Research & Papers

VTC: DNN Compilation with Virtual Tensors for Data Movement Elimination

New compiler uses 'virtual tensors' to cut AI model memory use by up to 60%, accelerating inference.

Deep Dive

A research team including authors from institutions like the University of Illinois Urbana-Champaign and Microsoft Research has introduced VTC, a groundbreaking Deep Neural Network (DNN) compilation framework. Accepted to the prestigious OSDI '26 conference, VTC tackles the critical bottleneck of data movement between compute and memory in modern AI workloads. Its core innovation is the concept of 'virtual tensors,' which track data movement between operators using lightweight index mappings instead of expensive physical transfers to and from global memory. This allows VTC to target the full spectrum of data movement operators, a significant leap beyond current optimizations like layout transformations and operator fusion, which only handle a subset.

VTC's novel data movement elimination algorithm automatically identifies the most profitable strategy for creating these virtual tensors. Crucially, the framework is designed to seamlessly interoperate with existing, highly-optimized computation kernels and can handle arbitrary compositions of tensor operators.
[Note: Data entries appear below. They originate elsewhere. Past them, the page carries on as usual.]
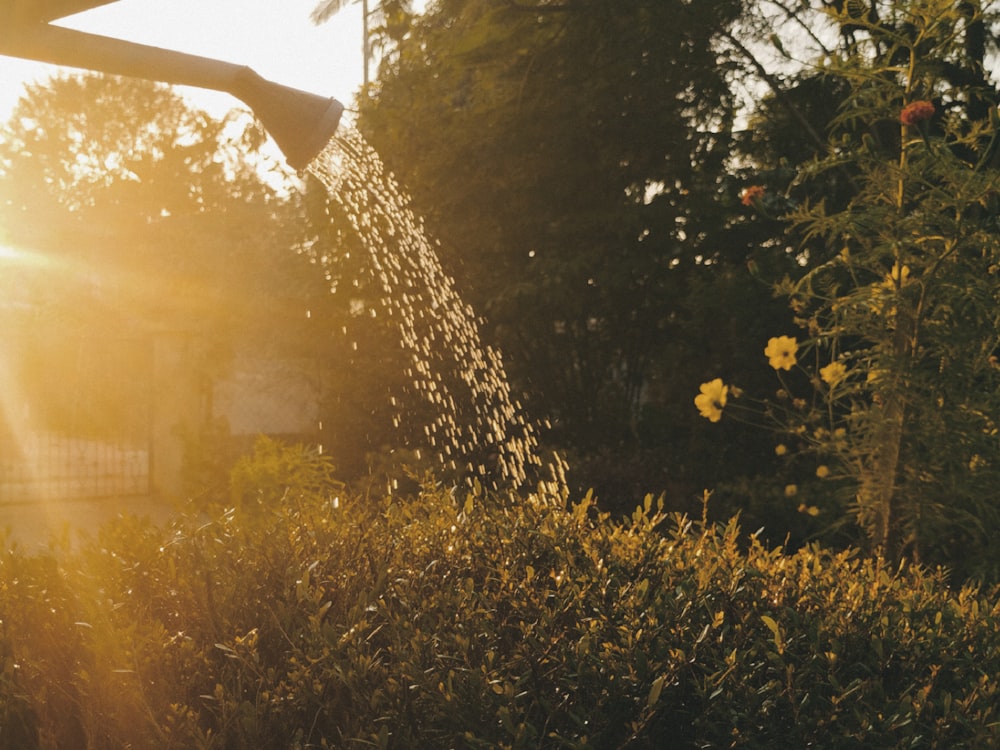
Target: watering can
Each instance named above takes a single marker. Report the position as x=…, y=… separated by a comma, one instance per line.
x=300, y=123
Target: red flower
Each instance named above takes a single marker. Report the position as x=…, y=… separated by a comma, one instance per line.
x=915, y=112
x=752, y=194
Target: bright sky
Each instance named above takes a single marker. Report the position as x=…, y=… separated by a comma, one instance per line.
x=274, y=37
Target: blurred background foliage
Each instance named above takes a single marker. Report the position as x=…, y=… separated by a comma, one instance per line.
x=581, y=163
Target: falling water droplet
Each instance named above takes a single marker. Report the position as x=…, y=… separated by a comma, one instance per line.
x=462, y=380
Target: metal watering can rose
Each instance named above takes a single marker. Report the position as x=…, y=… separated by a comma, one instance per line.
x=300, y=122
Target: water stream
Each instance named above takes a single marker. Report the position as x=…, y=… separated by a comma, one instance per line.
x=462, y=380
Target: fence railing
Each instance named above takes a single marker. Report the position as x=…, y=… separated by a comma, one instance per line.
x=45, y=465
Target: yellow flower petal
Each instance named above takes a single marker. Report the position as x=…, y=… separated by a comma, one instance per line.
x=712, y=399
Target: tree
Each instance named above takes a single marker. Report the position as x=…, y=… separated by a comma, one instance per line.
x=386, y=21
x=897, y=292
x=573, y=160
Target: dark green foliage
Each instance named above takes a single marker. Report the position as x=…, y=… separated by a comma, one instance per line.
x=328, y=621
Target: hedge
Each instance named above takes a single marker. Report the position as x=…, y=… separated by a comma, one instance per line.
x=305, y=617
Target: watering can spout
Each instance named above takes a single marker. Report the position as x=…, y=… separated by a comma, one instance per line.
x=301, y=123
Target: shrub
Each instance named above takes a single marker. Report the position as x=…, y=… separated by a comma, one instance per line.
x=467, y=621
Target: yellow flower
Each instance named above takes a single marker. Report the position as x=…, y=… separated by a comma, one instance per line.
x=833, y=373
x=712, y=399
x=780, y=352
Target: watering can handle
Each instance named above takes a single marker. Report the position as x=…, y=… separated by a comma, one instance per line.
x=300, y=122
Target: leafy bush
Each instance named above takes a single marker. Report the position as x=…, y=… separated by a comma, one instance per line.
x=465, y=622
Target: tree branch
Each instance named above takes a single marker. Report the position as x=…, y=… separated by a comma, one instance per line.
x=775, y=85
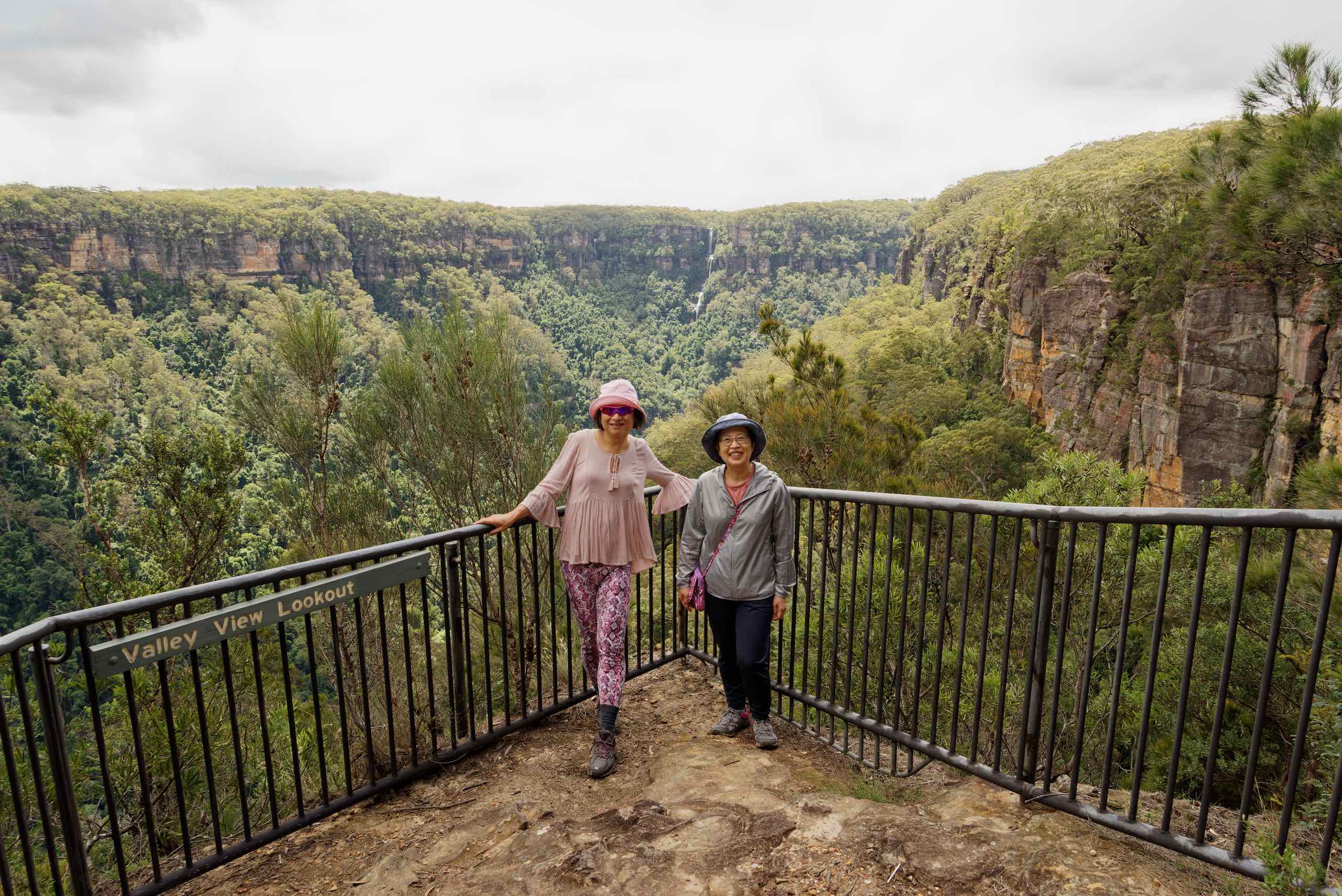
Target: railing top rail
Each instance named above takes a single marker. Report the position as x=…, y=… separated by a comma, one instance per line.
x=1159, y=515
x=68, y=621
x=1330, y=520
x=35, y=632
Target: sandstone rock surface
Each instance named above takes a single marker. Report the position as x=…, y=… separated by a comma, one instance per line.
x=686, y=813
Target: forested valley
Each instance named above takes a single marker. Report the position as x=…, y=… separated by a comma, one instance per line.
x=203, y=384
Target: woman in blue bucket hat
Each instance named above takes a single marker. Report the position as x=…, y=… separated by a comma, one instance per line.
x=737, y=549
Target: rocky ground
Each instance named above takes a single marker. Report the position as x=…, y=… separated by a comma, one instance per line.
x=685, y=813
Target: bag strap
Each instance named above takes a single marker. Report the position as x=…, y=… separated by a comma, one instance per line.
x=724, y=537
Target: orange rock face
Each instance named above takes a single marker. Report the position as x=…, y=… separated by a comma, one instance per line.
x=1244, y=383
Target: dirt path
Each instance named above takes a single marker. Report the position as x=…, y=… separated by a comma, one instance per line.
x=686, y=813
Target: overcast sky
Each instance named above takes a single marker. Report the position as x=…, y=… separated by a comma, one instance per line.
x=708, y=105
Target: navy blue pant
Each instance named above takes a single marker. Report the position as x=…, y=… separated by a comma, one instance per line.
x=741, y=630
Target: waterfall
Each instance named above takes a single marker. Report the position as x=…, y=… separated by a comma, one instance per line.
x=698, y=304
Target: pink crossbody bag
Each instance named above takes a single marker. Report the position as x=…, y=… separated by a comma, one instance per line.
x=697, y=587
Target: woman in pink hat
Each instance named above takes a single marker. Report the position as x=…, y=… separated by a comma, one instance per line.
x=604, y=539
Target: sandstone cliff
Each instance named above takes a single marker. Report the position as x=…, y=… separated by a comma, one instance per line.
x=308, y=234
x=1243, y=384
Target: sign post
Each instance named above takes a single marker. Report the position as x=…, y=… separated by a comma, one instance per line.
x=219, y=625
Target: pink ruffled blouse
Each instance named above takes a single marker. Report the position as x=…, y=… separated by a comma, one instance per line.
x=605, y=520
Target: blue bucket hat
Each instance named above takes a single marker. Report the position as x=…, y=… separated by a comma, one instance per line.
x=728, y=422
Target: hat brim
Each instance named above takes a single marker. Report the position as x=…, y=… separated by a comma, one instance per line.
x=615, y=402
x=710, y=438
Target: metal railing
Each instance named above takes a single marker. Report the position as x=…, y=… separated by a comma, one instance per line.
x=1069, y=655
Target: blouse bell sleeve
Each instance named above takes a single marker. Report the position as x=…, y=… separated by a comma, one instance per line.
x=541, y=501
x=675, y=489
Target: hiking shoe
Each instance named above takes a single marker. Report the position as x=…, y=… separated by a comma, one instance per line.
x=765, y=738
x=603, y=754
x=730, y=724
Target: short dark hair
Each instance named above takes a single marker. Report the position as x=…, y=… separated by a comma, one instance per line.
x=639, y=420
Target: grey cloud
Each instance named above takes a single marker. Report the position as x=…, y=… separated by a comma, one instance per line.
x=63, y=57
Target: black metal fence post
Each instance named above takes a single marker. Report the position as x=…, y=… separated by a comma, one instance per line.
x=458, y=623
x=1039, y=652
x=54, y=733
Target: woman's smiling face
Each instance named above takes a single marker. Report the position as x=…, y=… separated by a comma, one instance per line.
x=618, y=424
x=734, y=446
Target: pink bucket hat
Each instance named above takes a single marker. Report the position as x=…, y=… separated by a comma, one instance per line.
x=618, y=392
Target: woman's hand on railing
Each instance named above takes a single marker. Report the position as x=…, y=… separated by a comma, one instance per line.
x=499, y=522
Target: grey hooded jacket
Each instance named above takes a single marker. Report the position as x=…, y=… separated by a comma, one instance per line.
x=756, y=560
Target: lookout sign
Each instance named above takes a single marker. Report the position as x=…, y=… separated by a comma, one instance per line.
x=218, y=625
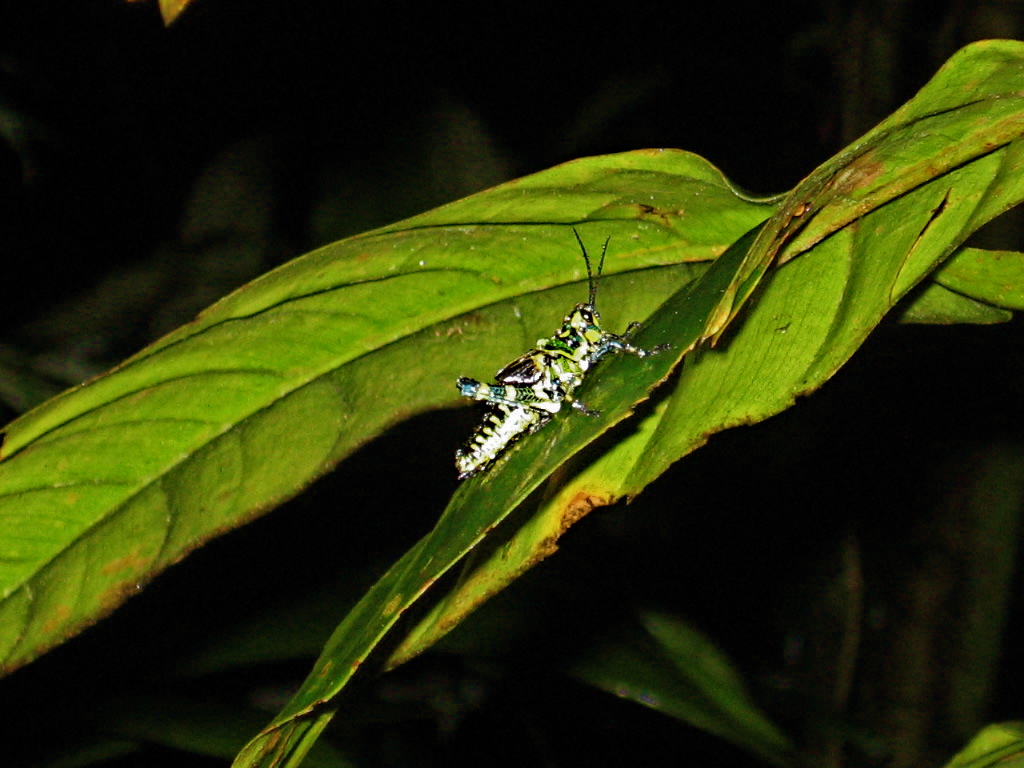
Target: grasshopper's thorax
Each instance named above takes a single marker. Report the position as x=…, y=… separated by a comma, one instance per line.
x=576, y=339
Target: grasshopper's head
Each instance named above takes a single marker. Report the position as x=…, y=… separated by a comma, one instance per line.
x=584, y=323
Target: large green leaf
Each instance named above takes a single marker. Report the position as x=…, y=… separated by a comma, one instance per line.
x=1000, y=744
x=110, y=482
x=869, y=225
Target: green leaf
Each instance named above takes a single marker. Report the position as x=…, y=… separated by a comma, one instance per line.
x=109, y=483
x=868, y=225
x=1000, y=744
x=991, y=276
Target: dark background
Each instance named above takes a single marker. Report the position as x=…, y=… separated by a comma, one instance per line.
x=146, y=171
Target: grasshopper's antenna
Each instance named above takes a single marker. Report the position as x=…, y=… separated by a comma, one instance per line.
x=591, y=280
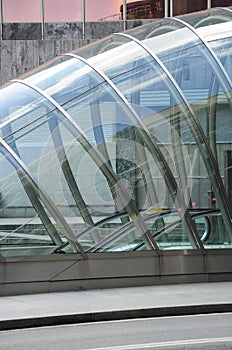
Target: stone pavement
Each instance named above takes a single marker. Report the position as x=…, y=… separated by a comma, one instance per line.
x=46, y=309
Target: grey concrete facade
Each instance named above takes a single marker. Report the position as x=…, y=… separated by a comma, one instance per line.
x=25, y=46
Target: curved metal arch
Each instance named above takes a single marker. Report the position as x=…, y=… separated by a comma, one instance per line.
x=227, y=9
x=214, y=85
x=123, y=196
x=152, y=146
x=201, y=140
x=17, y=162
x=212, y=53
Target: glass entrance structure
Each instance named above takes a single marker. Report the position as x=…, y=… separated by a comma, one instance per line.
x=122, y=146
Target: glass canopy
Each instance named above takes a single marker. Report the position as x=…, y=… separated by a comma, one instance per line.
x=122, y=145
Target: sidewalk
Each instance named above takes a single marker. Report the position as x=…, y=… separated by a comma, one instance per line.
x=110, y=304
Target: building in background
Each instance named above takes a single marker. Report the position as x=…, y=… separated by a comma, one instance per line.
x=72, y=10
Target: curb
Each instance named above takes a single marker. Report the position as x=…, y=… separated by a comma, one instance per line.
x=113, y=315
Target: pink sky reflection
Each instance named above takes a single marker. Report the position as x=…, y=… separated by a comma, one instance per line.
x=58, y=10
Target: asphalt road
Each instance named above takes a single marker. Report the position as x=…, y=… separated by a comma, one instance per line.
x=183, y=332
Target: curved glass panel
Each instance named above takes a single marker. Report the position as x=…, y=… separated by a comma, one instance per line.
x=20, y=106
x=22, y=231
x=215, y=32
x=207, y=18
x=96, y=48
x=124, y=146
x=154, y=29
x=65, y=80
x=223, y=50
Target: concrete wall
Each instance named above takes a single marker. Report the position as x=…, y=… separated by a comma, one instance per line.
x=28, y=45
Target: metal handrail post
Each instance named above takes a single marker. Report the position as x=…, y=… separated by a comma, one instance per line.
x=171, y=8
x=166, y=8
x=124, y=15
x=1, y=21
x=83, y=18
x=42, y=18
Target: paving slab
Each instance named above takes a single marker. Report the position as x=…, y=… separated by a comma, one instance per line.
x=105, y=304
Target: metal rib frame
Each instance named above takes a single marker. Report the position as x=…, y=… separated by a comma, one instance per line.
x=202, y=143
x=123, y=196
x=155, y=151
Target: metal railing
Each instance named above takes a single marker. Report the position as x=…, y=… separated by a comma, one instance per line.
x=168, y=12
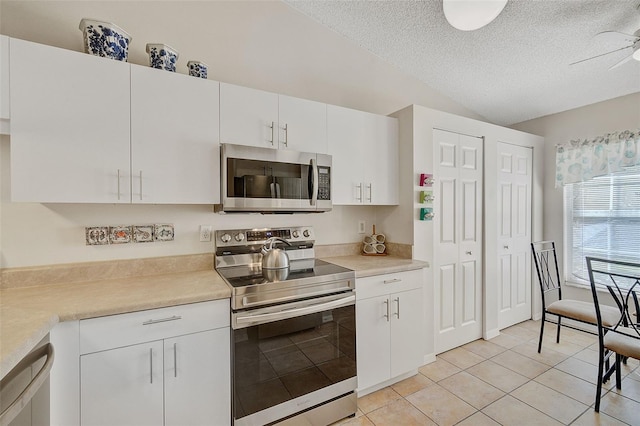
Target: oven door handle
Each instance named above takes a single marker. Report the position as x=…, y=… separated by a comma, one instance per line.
x=294, y=312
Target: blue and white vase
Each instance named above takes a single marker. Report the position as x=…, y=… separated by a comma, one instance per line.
x=162, y=57
x=105, y=39
x=197, y=69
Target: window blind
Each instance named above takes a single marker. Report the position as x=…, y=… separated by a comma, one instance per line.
x=602, y=220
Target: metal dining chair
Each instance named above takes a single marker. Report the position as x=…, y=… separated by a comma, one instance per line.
x=622, y=338
x=546, y=261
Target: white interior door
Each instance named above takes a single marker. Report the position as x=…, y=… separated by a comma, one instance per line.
x=458, y=231
x=514, y=233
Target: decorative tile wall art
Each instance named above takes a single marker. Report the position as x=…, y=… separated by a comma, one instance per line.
x=142, y=233
x=119, y=234
x=426, y=179
x=97, y=235
x=426, y=213
x=123, y=234
x=163, y=232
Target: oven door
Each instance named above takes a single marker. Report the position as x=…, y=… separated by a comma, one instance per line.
x=293, y=357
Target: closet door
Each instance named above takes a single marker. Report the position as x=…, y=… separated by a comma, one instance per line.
x=514, y=233
x=458, y=232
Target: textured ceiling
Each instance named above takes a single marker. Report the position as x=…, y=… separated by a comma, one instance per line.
x=514, y=69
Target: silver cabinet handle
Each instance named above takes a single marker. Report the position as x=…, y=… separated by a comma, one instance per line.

In evaluations across a variety of DNNs, VTC demonstrated substantial performance gains, outperforming existing ML compilers by up to 1.93x, with an average speedup of 1.28x on NVIDIA GPUs. It also achieved significant memory savings of up to 60% during inference, with an average reduction of 17.5%. This makes it particularly relevant for deploying large, memory-intensive models like contemporary LLMs more efficiently.

Key Points
  • Introduces 'virtual tensors' that use index mappings to eliminate physical data transfers between operators.
  • Outperforms existing ML compilers by up to 1.93x (1.28x avg) on NVIDIA GPU benchmarks.
  • Reduces inference memory usage by up to 60% (17.5% avg), crucial for large language models.

Why It Matters

Directly accelerates AI inference and reduces hardware costs, enabling more powerful models to run on existing infrastructure.